Transatlantic relations and the war in Ukraine shape the Munich Security Conference

The shocks in the transatlantic alliance and the war in Ukraine shaped the 62nd edition of the Munich Security Conference. Chancellor Friedrich Merz (CDU) and Defense Minister Boris Pistorius (SPD) expressed clear criticism of the US government, US Secretary of State Marco Rubio combined words of solidarity with Europe with the call to combat irregular immigration. During the three-day meeting with more than 60 heads of state and government, a large rally by the Iranian exiled opposition and revelations about the poisoning death of Russian Kremlin critic Alexei Navalny in Russian custody also caused a stir.

In their speeches, Chancellor Merz and Defense Minister Pistorius focused on the relationship with the USA a good year after President Donald Trump took office again. “A gap, a deep chasm, has opened up between Europe and the United States,” Merz said at the opening of the conference. The aim for Europe must be to assert itself “with new strength, new respect and self-respect”. Merz called for the relationship with the USA to be “repaired and revived”.

Pistorius expressed clear criticism of the US government for its efforts to annex Greenland – and for direct negotiations with Russia on the Ukraine war without the participation of EU partners. “All of this damages our alliance and strengthens our opponents,” Pistorius said on Saturday. NATO also makes the USA “stronger”, but the alliance must also “make sense” for Europe.

A few hours before Pistorius, US Secretary of State Rubio took the podium – and wooed his European partners in parts of his speech. “We don’t want a separation, we want to revive an old friendship,” said Rubio, pointing to the shared cultural roots of the USA and Europe. But he combined his words with clear demands: Europe must be able to defend itself, be proud “of its heritage and its history” – and resolutely combat irregular “mass migration”.

Another focus of the conference this year was the war in Ukraine. Numerous European states discussed with Ukrainian President Volodymyr Zelenskyj about further support for Kiev in the so-called Berlin Format, which brings together numerous EU countries as well as the leaders of the EU and NATO. In his speech, Zelenskyj called for faster deliveries of air defense ammunition, and on Saturday evening he accepted the MSC’s Ewald von Kleist Prize on behalf of the Ukrainian population.

On the sidelines of the conference, Latvia’s intelligence chief, Egils Zviedris, warned in an interview with the AFP news agency that Russia could be planning attacks on other parts of Europe even after a possible end to the Ukraine war.

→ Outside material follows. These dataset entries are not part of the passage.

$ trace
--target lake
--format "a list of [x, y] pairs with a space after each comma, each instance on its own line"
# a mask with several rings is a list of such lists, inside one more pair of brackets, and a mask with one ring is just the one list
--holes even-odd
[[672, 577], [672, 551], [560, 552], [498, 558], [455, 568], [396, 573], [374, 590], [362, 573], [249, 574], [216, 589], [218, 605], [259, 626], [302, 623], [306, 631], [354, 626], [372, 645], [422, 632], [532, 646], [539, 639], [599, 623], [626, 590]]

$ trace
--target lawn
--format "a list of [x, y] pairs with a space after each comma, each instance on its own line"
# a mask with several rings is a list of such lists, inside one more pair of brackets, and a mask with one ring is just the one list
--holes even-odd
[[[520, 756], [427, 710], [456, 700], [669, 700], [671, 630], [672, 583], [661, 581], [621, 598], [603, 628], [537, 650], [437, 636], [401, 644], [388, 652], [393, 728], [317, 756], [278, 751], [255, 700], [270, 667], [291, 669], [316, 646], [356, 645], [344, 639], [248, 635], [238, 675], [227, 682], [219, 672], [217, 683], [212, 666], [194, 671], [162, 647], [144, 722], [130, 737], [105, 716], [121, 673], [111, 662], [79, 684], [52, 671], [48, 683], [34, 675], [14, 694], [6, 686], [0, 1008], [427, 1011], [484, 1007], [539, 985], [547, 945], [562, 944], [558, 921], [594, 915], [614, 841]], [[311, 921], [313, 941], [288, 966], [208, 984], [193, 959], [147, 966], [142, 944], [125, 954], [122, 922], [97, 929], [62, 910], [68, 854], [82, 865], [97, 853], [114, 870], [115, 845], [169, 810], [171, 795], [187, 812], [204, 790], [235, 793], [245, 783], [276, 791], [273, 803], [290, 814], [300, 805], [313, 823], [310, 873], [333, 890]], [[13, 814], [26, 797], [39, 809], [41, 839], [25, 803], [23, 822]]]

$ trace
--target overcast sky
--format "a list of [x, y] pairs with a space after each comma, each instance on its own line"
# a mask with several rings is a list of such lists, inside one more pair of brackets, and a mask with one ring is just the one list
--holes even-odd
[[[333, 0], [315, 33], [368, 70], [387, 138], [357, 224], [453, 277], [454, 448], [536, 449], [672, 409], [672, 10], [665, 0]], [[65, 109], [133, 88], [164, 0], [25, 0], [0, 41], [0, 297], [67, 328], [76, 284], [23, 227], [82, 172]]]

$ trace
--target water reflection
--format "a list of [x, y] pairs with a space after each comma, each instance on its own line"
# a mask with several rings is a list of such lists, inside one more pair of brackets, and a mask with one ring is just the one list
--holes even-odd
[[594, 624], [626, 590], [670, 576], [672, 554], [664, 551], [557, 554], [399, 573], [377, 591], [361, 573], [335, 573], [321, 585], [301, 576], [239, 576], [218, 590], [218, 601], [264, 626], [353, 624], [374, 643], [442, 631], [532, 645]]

More than a thousand guests took part in the MSC; in addition to speeches by prominent politicians, hundreds of discussion rounds took place at the Hotel Bayerischer Hof, and numerous heads of state and government as well as ministers met again for confidential discussions.


According to government circles, Chancellor Merz discussed further military support for Ukraine and the situation in Iran with US Secretary of State Rubio. According to the Beijing Foreign Ministry, a bilateral meeting with Chinese Foreign Minister Wang Yi before the Chancellor’s visit to China planned at the end of February was about deepening the joint partnership.

The situation in Iran also played an important role this year. After the bloody suppression of protests against the leadership in Tehran, Iranian opposition politician and Shah’s son Reza Pahlavi called on US President Trump at the conference to “help” his people. According to the police, around 250,000 people gathered for a demonstration against the Ayatollah leadership on Saturday, around two kilometers as the crow flies from the conference site – more than twice as many as the organizers expected. Pahlavi pitched himself to the demonstrators as a leader of Iran’s transition to a “secular, democratic future.”

At the conference, Germany and four other European countries said there was evidence that Russian opposition politician Alexei Navalny, who died in 2024, was poisoned in his Siberian prison. Laboratories detected epibatidine, the poison in South American poison dart frogs, in tissue samples from Navalny’s body smuggled from Russia. Navalny’s widow Yulia Navalnaya said her murder accusation against Russian President Vladimir Putin had now become “scientifically proven facts.”